Fix: Add the missing explanatory variables when possible, rethink the feature set, or be explicit that the model is predictive rather than causal.

6. Regularization: When the Line

6.1 The Overfitting Problem

When you have more features than you have data, or when features are highly correlated, the least-squares solution can fit the training data very closely while generalizing poorly to new data. The weights become large and erratic, reflecting noise rather than signal. This is overfitting, the central challenge captured by the bias-variance tradeoff.

underfitting, overfitting, and appropriate fit

6.2 Ridge Regression (L2 Regularization)

Ridge regression adds a penalty on the squared magnitude of the weights to the loss function:

$$\mathcal{L}_{\text{Ridge}}(\mathbf{w}) = \frac{1}{n}|\mathbf{y} – \mathbf{X}\mathbf{w}|^2 + \lambda |\mathbf{w}|^2$$

The hyperparameter $\lambda \geq 0$ controls the strength of the penalty. The closed-form solution becomes:

$$\mathbf{w}^*_{\text{Ridge}} = (\mathbf{X}^\top \mathbf{X} + \lambda \mathbf{I})^{-1} \mathbf{X}^\top \mathbf{y}$$

Adding $\lambda \mathbf{I}$ to $\mathbf{X}^\top \mathbf{X}$ makes the matrix invertible even in degenerate cases, a practical bonus beyond just regularizing. Ridge shrinks all weights toward zero but never sets them exactly to zero.

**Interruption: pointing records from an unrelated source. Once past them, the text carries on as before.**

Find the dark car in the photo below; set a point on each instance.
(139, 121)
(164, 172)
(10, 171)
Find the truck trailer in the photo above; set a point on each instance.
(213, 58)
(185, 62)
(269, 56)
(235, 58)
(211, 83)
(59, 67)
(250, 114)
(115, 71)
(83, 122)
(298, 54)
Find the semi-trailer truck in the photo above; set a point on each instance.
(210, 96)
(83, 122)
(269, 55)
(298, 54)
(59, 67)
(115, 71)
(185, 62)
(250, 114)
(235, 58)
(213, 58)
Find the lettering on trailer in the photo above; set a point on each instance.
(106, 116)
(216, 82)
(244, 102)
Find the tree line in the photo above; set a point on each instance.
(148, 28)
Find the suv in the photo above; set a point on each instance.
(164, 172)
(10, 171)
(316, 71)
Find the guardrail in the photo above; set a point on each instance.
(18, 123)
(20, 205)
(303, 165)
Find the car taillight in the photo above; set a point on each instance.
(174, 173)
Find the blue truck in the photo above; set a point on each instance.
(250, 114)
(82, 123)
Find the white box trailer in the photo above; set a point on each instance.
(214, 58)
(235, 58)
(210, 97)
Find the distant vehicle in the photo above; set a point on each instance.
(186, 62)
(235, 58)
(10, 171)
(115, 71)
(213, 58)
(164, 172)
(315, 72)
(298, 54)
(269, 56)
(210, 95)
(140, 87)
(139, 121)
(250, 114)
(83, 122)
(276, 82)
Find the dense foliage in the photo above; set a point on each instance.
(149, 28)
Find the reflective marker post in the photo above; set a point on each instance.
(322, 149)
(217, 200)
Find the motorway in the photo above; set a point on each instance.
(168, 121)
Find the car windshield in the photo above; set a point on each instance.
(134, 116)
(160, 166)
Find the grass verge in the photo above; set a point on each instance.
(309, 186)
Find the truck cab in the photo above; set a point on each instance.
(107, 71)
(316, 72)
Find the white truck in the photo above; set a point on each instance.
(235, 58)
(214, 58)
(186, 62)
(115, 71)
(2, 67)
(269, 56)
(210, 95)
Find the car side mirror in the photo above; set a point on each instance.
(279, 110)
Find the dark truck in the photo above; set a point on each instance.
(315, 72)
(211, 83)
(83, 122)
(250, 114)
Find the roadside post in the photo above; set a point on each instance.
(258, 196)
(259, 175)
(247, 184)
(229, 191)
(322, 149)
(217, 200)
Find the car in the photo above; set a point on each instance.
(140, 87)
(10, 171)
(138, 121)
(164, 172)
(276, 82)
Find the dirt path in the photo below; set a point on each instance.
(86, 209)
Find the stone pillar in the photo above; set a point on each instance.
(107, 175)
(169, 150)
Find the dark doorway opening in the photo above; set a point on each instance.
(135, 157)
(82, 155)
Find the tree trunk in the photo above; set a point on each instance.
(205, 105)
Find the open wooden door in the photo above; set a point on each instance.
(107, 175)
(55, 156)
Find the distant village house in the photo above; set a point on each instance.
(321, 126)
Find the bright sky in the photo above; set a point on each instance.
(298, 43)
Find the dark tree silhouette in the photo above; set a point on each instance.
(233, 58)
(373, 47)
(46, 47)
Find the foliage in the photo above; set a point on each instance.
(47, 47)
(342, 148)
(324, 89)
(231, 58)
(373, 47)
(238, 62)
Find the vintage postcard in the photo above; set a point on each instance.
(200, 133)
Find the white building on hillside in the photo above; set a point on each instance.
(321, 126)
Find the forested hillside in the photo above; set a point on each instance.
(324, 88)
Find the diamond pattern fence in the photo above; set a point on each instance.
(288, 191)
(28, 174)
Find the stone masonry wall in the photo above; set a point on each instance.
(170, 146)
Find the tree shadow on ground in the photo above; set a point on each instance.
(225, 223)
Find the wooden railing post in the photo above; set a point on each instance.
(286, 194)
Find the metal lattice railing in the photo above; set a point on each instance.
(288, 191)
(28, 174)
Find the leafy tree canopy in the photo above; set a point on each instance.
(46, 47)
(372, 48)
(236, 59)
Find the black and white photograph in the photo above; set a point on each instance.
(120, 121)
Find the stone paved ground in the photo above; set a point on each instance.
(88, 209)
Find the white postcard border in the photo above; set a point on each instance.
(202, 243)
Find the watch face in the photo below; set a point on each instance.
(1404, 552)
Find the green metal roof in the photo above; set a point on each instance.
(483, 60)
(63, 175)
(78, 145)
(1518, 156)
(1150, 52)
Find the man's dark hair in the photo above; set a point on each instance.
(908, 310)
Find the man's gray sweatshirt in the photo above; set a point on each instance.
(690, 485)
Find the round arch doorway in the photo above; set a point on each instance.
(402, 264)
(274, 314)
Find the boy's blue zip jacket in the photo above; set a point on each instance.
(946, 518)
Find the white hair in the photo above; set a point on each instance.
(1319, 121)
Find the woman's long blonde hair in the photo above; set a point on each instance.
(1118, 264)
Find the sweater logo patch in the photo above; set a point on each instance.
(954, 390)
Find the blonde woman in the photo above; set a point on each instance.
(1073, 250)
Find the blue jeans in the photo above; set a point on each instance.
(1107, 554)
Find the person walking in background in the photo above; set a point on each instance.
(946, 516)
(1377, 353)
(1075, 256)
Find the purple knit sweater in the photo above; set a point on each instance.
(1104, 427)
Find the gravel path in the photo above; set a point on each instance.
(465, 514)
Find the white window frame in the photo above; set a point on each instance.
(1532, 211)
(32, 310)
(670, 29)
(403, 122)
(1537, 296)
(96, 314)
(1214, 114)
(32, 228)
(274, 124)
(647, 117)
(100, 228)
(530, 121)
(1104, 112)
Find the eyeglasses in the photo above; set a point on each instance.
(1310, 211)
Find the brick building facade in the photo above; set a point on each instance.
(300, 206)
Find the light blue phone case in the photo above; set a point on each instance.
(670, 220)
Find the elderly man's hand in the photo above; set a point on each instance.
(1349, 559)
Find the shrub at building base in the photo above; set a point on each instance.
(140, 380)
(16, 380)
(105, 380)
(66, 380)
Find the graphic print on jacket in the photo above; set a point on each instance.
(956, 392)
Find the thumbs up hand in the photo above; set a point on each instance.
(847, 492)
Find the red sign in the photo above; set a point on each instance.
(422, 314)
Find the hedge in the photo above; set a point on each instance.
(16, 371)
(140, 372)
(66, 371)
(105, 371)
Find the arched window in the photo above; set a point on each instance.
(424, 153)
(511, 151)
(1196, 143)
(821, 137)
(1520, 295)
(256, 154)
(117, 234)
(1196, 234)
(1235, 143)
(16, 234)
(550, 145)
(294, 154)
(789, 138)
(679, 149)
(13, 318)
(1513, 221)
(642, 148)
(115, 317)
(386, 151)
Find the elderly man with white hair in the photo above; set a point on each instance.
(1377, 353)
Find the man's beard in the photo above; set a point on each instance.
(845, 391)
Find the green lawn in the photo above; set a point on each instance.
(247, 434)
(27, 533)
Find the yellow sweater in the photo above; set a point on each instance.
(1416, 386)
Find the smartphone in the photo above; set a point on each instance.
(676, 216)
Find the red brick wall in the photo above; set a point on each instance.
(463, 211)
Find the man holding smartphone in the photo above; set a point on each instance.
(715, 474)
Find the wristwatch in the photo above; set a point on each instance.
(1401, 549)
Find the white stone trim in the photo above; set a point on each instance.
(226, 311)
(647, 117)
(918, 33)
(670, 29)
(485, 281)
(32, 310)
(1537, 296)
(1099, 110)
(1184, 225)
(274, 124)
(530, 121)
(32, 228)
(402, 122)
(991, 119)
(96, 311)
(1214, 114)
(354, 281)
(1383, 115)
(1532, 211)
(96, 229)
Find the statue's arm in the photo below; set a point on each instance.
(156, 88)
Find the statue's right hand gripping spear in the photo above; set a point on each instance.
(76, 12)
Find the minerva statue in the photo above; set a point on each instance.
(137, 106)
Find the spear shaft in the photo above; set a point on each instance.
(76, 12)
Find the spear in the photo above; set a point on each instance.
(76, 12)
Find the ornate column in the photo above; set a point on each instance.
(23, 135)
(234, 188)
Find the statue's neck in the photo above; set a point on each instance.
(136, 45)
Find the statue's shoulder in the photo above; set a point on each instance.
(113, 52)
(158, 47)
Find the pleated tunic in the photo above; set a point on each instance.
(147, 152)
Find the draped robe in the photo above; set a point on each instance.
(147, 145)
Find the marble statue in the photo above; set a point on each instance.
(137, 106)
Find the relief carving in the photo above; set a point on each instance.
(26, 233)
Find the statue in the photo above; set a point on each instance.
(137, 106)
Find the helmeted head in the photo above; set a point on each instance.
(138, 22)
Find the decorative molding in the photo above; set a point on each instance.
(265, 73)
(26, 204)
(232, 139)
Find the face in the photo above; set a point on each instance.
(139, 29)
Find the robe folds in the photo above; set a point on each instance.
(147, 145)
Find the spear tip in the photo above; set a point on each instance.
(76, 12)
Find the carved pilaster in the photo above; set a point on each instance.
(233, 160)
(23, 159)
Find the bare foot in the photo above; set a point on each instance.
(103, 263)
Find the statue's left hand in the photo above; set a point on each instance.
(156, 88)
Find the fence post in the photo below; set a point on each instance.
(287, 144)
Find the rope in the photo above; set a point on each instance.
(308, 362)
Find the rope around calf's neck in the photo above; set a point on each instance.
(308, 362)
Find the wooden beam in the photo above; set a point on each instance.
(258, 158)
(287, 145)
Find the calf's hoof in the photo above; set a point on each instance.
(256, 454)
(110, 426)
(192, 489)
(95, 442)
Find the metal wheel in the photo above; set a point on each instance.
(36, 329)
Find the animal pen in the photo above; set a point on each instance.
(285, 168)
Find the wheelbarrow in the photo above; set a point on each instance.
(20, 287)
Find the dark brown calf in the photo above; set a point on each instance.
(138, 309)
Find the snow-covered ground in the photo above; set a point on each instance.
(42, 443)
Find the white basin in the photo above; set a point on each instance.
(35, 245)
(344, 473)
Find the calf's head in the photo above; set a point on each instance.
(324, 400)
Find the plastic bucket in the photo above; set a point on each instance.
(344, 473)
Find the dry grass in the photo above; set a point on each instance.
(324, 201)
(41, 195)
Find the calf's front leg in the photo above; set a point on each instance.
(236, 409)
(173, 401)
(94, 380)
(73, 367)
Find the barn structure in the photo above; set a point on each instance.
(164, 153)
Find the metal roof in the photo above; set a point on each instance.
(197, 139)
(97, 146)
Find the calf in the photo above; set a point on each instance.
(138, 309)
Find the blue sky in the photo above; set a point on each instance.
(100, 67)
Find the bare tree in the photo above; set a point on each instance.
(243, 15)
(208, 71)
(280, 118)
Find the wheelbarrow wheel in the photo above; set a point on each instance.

Ridge regression also has an elegant Bayesian interpretation: it is equivalent to maximum a posteriori (MAP) estimation when a zero-mean Gaussian prior is placed on the weights. The regularization strength $\lambda$ corresponds to the precision of that prior, and a larger $\lambda$ imposes a tighter prior, pulling the weights more strongly toward zero. This connection generalises naturally: Lasso corresponds to a Laplace (double-exponential) prior, which produces the characteristic sparsity.

6.3 Lasso Regression (L1 Regularization)

Lasso (Least Absolute Shrinkage and Selection Operator) uses the absolute value of the weights as the penalty:

$$\mathcal{L}_{\text{Lasso}}(\mathbf{w}) = \frac{1}{n}|\mathbf{y} – \mathbf{X}\mathbf{w}|^2 + \lambda |\mathbf{w}|_1$$

Unlike Ridge, Lasso drives many weights to exactly zero. This makes Lasso a built-in feature selection mechanism; the non-zero weights after fitting tell you which features actually matter. There is no closed-form solution for Lasso; it requires iterative solvers (e.g., coordinate descent).

6.4 Elastic Net

Elastic Net combines both penalties:

$$\mathcal{L}_{\text{EN}}(\mathbf{w}) = \frac{1}{n}|\mathbf{y} – \mathbf{X}\mathbf{w}|^2 + \lambda_1 |\mathbf{w}|_1 + \lambda_2 |\mathbf{w}|^2$$

It inherits Lasso’s sparsity and Ridge’s stability under multicollinearity. When you are not sure which to use, Elastic Net is a safe default.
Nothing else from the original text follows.